I want Scottish Labour to be Scotland's Labour Party again. We should be proud of what Labour has achieved. But we must be passionate about what we can do now. Proud of free bus travel for pensioners. But ready now to take steps to give communities the bus services they need. Proud of our action on anti-social behaviour, but ready now to press for jail sentences for those who carry a knife on our streets. Proud of 35,000 apprenticeship places. But ready now to create a guaranteed place for every qualified school leaver. Proud of the Scottish Parliament we delivered. But ready now to develop its powers in the light of the Calman Commission. Our devolved parliament is a powerful instrument for progress, and a powerful devolved parliament is what the people of Scotland want. The Calman Commission is the outstanding achievement of Wendy Alexander's leadership of this party and we will finish its work. Another commission reported last week. Half a million pounds of public money spent on a broadcasting commission. Which concluded that the future of Scottish broadcasting depended on it being part of the UK broadcasting market. Just as Scottish banks benefit form being part of a market of 60 million not 5 million.

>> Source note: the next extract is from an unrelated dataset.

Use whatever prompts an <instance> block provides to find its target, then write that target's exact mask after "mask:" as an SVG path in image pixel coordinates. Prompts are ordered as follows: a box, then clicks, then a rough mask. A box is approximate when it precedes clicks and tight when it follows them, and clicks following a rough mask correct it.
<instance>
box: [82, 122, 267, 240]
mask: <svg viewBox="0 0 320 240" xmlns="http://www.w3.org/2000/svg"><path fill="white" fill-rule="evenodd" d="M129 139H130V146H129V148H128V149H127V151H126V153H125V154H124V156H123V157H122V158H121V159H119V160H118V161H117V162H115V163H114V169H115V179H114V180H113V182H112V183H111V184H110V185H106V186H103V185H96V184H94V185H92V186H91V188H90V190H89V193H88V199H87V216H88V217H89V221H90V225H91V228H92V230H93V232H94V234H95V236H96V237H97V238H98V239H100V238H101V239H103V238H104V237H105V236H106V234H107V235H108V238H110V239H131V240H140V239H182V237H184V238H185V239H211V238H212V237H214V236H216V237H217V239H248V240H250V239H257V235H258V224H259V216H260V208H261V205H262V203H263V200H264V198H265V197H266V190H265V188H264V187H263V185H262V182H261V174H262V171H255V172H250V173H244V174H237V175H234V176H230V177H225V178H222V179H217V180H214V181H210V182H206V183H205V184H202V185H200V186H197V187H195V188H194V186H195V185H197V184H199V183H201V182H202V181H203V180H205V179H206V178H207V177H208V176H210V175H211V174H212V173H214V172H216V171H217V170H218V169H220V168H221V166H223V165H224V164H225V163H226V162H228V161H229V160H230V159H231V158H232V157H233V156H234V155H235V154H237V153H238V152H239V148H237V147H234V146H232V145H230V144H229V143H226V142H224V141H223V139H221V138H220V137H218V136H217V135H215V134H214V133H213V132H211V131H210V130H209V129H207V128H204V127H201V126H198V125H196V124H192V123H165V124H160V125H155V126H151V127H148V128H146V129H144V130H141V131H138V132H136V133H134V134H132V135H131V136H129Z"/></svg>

Just as Scottish energy companies benefit from being part of a UK-wide grid linked into European markets. Just as our shipyards benefit form access to multi-billion pound MoD contracts for aircraft carriers. Scotland's future lies in using our parliament to leverage those opportunities by raising the education, skills and aspiration of our people. There is no limit to the untapped potential of our people, and no limit to our ambition neither nor anything else which divides us. I started this campaign with a simple statement. I am as Scottish as Alex Salmond. But our story is different.


While Alex Salmond was studying the dismal science - economics - in the academic birthplace of Thatcherism, I was studying natural science in the academic home of the enlightenment. While Alex Salmond was an official in the Scottish office, I was learning to be a teacher in a tough school and a community activist in the biggest council house scheme in Edinburgh. While he moved to the Royal Bank of Scotland I moved to Mozambique where I taught for two years in a country literally fighting for its life. While he spent the eighties and nineties developing the tricks of politics in Westminster, I spent them developing my values working for Oxfam.


In 2001 when he abandoned the Scottish Parliament I served it as minister for social justice and enterprise, transport and lifelong learning, delivering £1bn of housing investment to this city and seeing more Scots enter higher education than ever before.


We don't need a first minister whose pride is putting people down. Scotland needs a first minister whose passion is lifting people up. I am Scottish and my story is a Scottish story. But I am also Labour and my story is a Labour story. Woodrow Wilson said "absolute identity with one's cause is the first and great condition of successful leadership". I was born in the NHS labour created, a child of the health services first decade. I was the first in my family to be able to go to a university, opened up to the likes of me by a Labour government. I was a teacher in schools Labour had made comprehensive and open. For 12 years I campaigned for debt relief, a landmine ban and increased aid - issues Labour brought to the global stage. I was a founder member of the Scottish Parliament Labour created and my name is on the first legislation it ever passed. To be given the chance to serve this movement as leader of Labour in that Scottish Parliament is a precious privilege.


But the real prize we seek together is the opportunity to serve Scotland and make it all that it can be for every one of its citizens. Thank you."


As I prophesied, the salivary glands of the press are dampening in anticipation for 2011. While none of the quillscratchers has prodded the Sclabourites on Curran’s departure and the conspicuous absence of formulated, alternative policy – one can glimpse fleeting motes of that spectre through the dead trees. Still, happy one year anniversary, Mr Gray.